Шагах в пятидесяти от нас какая-то женщина везла по тротуару старика в инвалидном кресле. Она с силой толкала коляску, и я вдруг подумал: как похожа она на Грушеньку, помощницу по хозяйству в доме Шкуратовых – высокая, плечистая, с могучим крупом.

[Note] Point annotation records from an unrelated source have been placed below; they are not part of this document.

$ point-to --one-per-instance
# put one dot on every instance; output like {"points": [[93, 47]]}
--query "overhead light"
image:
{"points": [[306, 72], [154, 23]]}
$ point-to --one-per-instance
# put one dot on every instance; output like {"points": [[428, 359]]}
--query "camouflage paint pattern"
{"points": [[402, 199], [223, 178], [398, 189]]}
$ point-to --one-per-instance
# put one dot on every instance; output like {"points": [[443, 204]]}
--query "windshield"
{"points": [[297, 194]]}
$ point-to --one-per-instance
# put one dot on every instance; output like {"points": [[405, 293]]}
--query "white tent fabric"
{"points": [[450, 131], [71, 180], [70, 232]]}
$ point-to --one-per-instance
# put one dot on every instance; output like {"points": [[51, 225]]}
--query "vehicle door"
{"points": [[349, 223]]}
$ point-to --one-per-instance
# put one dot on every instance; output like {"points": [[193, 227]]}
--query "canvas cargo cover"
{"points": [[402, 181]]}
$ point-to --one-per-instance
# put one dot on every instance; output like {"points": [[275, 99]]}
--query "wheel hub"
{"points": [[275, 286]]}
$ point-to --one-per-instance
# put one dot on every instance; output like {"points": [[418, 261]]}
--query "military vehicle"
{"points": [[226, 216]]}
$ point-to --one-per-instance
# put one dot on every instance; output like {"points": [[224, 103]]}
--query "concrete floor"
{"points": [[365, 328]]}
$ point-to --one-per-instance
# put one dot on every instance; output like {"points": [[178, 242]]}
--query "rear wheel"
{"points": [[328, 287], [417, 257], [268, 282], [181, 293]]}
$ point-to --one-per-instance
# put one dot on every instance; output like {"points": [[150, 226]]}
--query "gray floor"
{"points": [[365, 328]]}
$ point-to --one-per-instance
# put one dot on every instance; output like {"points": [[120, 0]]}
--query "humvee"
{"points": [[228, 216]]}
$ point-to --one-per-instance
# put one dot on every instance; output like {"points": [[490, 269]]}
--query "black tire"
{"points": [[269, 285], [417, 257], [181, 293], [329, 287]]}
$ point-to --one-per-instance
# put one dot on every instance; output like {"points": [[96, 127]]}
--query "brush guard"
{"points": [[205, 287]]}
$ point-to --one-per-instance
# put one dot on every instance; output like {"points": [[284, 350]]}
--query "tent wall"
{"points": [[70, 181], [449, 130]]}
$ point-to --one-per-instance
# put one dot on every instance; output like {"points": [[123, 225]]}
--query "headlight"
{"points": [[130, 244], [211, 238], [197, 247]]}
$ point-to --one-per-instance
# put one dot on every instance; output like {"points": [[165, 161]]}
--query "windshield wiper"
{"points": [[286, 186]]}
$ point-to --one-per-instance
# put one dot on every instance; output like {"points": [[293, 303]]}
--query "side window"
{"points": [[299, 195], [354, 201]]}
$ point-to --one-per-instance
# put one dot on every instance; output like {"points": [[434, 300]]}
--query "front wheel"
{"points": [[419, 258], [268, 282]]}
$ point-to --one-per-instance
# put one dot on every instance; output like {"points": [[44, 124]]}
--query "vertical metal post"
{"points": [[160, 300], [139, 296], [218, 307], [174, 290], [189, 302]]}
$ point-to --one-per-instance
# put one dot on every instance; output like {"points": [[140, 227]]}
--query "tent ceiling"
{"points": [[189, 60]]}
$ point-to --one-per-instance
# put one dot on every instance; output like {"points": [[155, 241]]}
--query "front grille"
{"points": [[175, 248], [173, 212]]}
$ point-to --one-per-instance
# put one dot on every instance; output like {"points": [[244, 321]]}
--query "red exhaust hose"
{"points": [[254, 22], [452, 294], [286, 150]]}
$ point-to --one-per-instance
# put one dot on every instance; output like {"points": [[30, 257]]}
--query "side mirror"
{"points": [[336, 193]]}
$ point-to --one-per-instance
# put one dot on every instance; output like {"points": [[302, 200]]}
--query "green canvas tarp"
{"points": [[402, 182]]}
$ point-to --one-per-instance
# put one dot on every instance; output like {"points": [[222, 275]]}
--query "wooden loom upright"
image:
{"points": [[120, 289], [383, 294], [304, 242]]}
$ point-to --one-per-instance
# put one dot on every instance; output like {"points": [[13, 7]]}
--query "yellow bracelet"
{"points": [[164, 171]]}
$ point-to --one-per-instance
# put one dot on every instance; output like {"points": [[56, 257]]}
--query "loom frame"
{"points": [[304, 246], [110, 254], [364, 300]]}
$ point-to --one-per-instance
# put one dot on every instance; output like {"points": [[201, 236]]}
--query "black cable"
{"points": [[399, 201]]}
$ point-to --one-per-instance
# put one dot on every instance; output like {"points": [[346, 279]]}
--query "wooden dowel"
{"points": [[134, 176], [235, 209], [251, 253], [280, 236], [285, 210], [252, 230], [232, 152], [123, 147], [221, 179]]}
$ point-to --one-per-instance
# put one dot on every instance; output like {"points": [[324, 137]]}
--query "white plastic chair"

Поймав мой взгляд, Шаша вдруг замедлила шаг, остановилась, отошла к забору; послышались звуки, какие бывают при рвоте. Беременность – нелегкое испытание для женщины в ее возрасте.
Отдышавшись, Шаша снова взяла меня под руку, но теперь мы еле плелись.
Женщина с инвалидной коляской скрылась за поворотом, и Шаша вздохнула с явным облегчением.
Вернувшись домой, мы выпили чаю, Шаша легла и сразу заснула; я спустился вниз, налил себе на палец виски, закурил и стал считать.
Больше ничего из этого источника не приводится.